2. SCSI reservations
VMFS is a clustered file system and uses SCSI reservations to implement on-disk locks. Administrative operations, such as creating/deleting a virtual disk, extending a VMFS volume, or creating/deleting snapshots, result in metadata updates to the file system using locks, and hence result in SCSI reservations. A reservation causes the LUN to be available exclusively to a single ESX Server host for a brief period of time. It is therefore preferable that administrators perform the above-mentioned operations during off-peak hours, especially if there will be many of them.
3. Storage device capabilities
The capabilities of the storage array play a role in how well performance scales with multiple ESX Servers. The capabilities include the maximum LUN queue depth, the cache size, the number of sequential streams, and other vendor-specific enhancements. Our results have shown that most modern Fibre Channel storage arrays have enough capacity to provide good performance in an ESX Server cluster.
We’re glad to share with you some results from our storage scalability experiments. Our hardware setup includes 64 blades running VMware ESX Server 3.5. They are connected to a storage array via 2Gbps Fibre Channel links.

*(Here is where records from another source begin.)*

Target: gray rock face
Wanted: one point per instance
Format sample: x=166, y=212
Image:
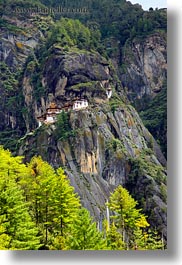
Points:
x=145, y=63
x=97, y=158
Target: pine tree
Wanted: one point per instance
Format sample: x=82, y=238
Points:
x=53, y=202
x=17, y=231
x=84, y=234
x=114, y=239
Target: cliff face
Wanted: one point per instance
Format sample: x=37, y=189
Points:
x=101, y=146
x=104, y=143
x=144, y=66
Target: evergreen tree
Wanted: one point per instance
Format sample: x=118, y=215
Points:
x=114, y=239
x=127, y=217
x=17, y=231
x=84, y=234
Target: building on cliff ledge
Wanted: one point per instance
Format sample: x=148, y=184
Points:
x=50, y=116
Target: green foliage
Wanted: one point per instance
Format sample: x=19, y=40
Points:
x=128, y=230
x=63, y=128
x=53, y=203
x=114, y=238
x=68, y=32
x=84, y=235
x=154, y=117
x=16, y=227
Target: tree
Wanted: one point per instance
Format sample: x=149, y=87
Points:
x=17, y=231
x=84, y=234
x=114, y=239
x=127, y=217
x=53, y=203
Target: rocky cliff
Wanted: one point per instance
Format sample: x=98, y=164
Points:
x=104, y=144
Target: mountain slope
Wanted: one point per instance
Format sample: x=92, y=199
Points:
x=99, y=147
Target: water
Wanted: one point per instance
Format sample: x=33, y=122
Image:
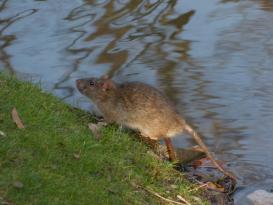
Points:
x=213, y=58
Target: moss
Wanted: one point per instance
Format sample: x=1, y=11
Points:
x=59, y=161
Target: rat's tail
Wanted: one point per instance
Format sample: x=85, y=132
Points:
x=200, y=142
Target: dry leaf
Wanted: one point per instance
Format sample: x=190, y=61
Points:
x=214, y=186
x=18, y=184
x=205, y=162
x=95, y=129
x=2, y=134
x=16, y=119
x=76, y=156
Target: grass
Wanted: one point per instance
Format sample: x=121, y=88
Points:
x=56, y=160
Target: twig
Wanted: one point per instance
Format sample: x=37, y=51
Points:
x=17, y=119
x=196, y=188
x=165, y=199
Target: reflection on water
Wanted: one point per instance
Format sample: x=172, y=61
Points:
x=212, y=58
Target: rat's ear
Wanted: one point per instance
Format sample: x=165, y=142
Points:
x=108, y=84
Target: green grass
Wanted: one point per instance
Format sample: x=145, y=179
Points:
x=112, y=170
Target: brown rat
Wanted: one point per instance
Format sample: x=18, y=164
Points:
x=140, y=107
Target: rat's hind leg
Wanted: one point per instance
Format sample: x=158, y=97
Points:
x=170, y=149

All hosts share a single VMFS volume, and virtual machines running IOmeter generate a heavy I/O load to that one volume. The queue depth for the Fibre Channel HBA is set to 32 on each ESX Server host, which is exactly how many commands are configured to be generated by all virtual machines on a single host. We measure two things:
• Aggregate Throughput – the sum of the throughput across all virtual machines on all hosts
• Average Latency – the end-to-end average delay per command as seen by any virtual machine in the cluster
Figure 1
It is clear from Figure 1 that except for sequential read there is no drop in aggregate throughput as we scale the number of hosts. The reason sequential read drops is that the sequential streams coming in from different ESX Server hosts are no longer sequential when intermixed at the storage array, and thus become random. Writes generally do better than reads because they are absorbed by the write cache and flushed to disks in the background.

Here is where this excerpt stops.